Another massive factor set to change the face of air travel for the future is the rise of Zoom in business meetings. The popularity of video calling brought on by the pandemic means that the market has essentially become leisure travel heavy – with quarantine on arrival and changing international restrictions making business travel essentially redundant over the pandemic in lieu of video calls. “With leisure travel most likely to rebound first and LCC’s short distance, point-to-point networks will better suit pandemic-cautious travellers looking for trips closer to home,” claims GlobalData.
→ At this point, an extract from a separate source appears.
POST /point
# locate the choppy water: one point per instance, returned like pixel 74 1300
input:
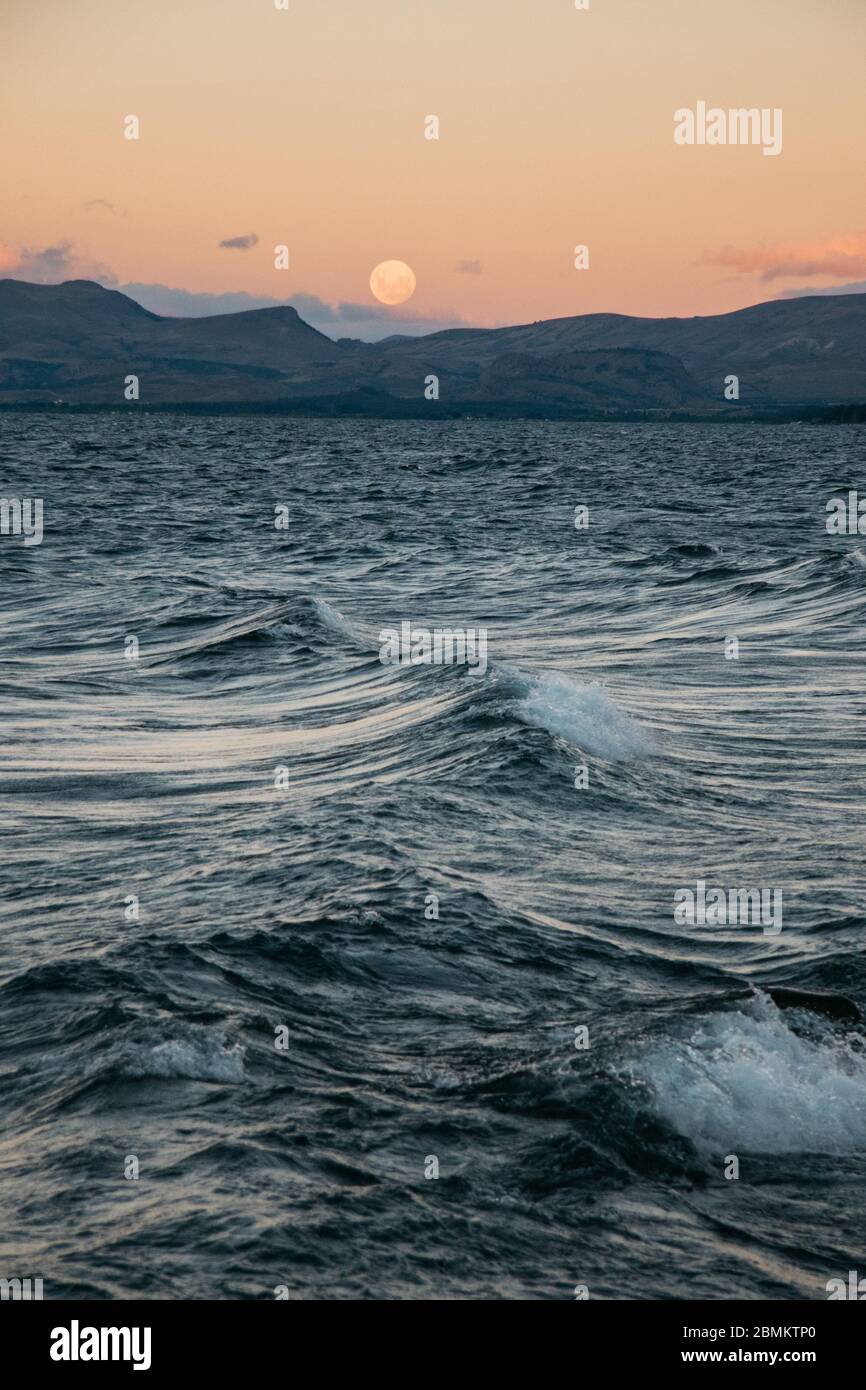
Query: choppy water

Now, I’m not saying that business travel is dead, but it’s certainly taken a hit and will most likely take its time to reach pre-pandemic levels. This is bad for legacy carriers, who will miss out on that sweet, sweet first-class revenue from sales execs, while LCCs will be raking in the profits from their cheaper holiday destinations. In my opinion, LCCs have essentially been granted a real Deus Ex Machina with Covid. A ‘gift’ (in market terms) that has really levelled the playing field between them and the indomitable legacy carriers. Like I mentioned earlier, it is still too early to predict with any real certainty what the future holds. On top of that, legacies still occupy over half the market, and shifting the balance in the favour of LCCs will take a very long time (if it happens at all). One thing is for certain though – expect to see a lot more innovative, fast-growing, and popular LCCs in the years to come.